“Lisa?”
She shrugged. “You dated her for months.”
“Yeah, that was Lisa. You have a good memory,” I told her. Lisa became a dermatologist, which made sense. She was smart, very smart, and that birthmark wasn’t a birthmark, it was psoriasis.
“Not really,” Laurel countered. “Anyway—I think I saw you together once. At a Christmas party…maybe…? Anyway, you must have been about sixteen…”
“At the Weatherfords. We had sex in the bathroom.”
She seemed surprised. “You remember the party?”
The truth was I didn’t really recall Laurel back then. However, to have said as much seemed like it would be an insult. At the time, I had only been focused on two things: going pre-med and getting laid.
My brow rose. “I remember because it was my first time.”
“For her as well?”
“I don’t know. I didn’t have enough experience back then to notice that.”

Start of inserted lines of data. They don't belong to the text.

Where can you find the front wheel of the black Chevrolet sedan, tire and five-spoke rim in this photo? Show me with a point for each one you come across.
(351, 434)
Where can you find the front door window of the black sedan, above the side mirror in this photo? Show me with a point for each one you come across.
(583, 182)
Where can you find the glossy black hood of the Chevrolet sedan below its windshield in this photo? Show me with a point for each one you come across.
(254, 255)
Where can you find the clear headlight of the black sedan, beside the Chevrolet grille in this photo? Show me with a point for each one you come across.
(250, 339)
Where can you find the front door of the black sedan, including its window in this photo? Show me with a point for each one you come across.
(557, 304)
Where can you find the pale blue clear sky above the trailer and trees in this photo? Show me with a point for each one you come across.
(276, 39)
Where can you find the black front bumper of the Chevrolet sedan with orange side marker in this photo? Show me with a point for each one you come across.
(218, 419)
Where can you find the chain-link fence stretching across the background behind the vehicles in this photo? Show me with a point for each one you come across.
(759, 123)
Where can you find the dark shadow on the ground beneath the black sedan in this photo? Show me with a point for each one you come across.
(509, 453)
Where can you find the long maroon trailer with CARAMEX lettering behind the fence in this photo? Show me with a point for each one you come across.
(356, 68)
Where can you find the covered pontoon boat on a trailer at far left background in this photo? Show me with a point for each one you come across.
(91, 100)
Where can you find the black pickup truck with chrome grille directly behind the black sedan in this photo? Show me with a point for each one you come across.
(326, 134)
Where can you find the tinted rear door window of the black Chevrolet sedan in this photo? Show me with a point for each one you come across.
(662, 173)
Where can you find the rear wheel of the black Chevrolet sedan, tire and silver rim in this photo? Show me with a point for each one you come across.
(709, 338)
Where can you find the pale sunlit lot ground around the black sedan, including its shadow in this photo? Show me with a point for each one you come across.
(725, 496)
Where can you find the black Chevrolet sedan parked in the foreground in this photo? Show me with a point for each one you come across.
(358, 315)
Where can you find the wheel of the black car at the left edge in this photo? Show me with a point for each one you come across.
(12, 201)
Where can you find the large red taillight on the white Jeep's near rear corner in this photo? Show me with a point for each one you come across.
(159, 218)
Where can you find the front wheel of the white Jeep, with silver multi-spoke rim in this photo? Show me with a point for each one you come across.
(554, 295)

She turned further toward me until her naked belly rested on mine. “Well, I hated her.”
“Really?”
“Yeah, for months, I thought of ways to make her suffer.”
“And did you find any?”
“No, I settled on hoping it would happen by accident.”
Dr. Jones listens as I recant the story, but she doesn’t seem that interested. Her expression tells me she’s already in the process of changing her line of questioning. This is a thing I’ve noticed with people. They lack stamina. They’re always flitting from one thing to the next, without giving any particular thing too much thought. I suppose I, too, was in the habit of that once. “Would you say Nina was a good wife?”
“She was my first and only, so who’s to say?”
“But she took care of your daughter?”
“Yes.”
“And she was good at home? She enjoyed domestic life?”
“She worked too. I can’t say whether she enjoyed it, but yes, she did the lion’s share of work at home.”
“Is that why you married her?”
“When I married her, I had no way of knowing what kind of wife or mother she’d be.”
“Why did you marry her?”
“Because she was intelligent.”
“Intelligent…”
“I assumed that she would offer good genetic material. And she was a hard worker.”
She narrows her gaze. “Is that all?”
I shrug.
“So you had no reason to be disgruntled with her?”